Method & model development
SIMID develops and applies innovative statistical methods and mathematical models to analyze infectious disease dynamics. Our work spans a broad methodological spectrum, combining theoretical development with practical relevance for public health.
We work extensively with compartmental models such as SIR and SEIR, including age-structured and stochastic extensions. These frameworks are tailored to incorporate behavioral, serological, and demographic heterogeneities, enabling us to evaluate intervention strategies and forecast epidemic trajectories under varying assumptions.
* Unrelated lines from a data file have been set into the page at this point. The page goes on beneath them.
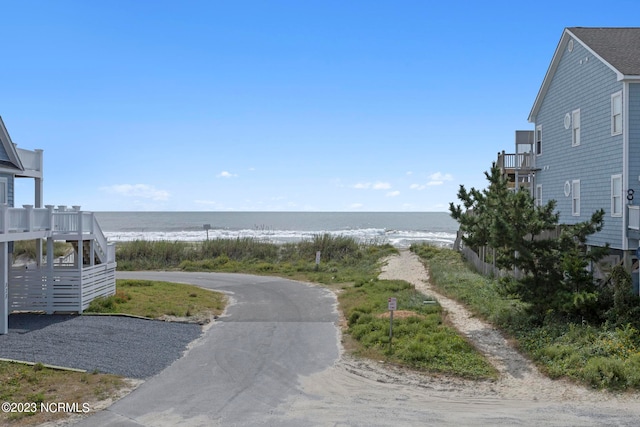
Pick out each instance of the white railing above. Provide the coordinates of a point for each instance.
(31, 223)
(59, 290)
(634, 217)
(514, 161)
(31, 160)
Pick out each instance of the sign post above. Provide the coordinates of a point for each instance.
(392, 307)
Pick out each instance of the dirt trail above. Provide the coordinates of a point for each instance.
(519, 378)
(358, 392)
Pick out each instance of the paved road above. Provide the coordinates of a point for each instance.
(246, 365)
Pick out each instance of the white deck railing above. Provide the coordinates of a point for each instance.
(28, 223)
(514, 161)
(60, 290)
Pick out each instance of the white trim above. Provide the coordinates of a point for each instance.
(575, 128)
(625, 164)
(618, 131)
(618, 195)
(4, 195)
(575, 201)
In addition to traditional modeling techniques, we incorporate stochastic elements to account for randomness in disease transmission. This is particularly important in small populations or the early stages of outbreaks, where chance events can strongly influence observed dynamics.
We develop efficient data augmentation techniques for inference in partially observed epidemics, as demonstrated in our recent work on Bayesian smoothing approaches for real-time epidemic surveillance (Epidemics, 2024).
Our modeling strategies are widely applicable. Examples include optimizing age-targeted COVID-19 interventions (Statistical Modelling, 2024), modeling waning immunity in vaccine evaluations (Vaccine, 2023), addressing unobserved heterogeneity with frailty models (Frailty Models in Survival Analysis, Wiley, 2023), or simulating malaria transmission in high-burden areas (Malaria Journal, 2025).
As infectious disease threats evolve, so does the need for sound, quantitative approaches to inform response. At SIMID, we view mathematics as a vital instrument for tackling pressing societal challenges, particularly in public health. Through rigorous modeling, we aim to support evidence-based, impactful decisions.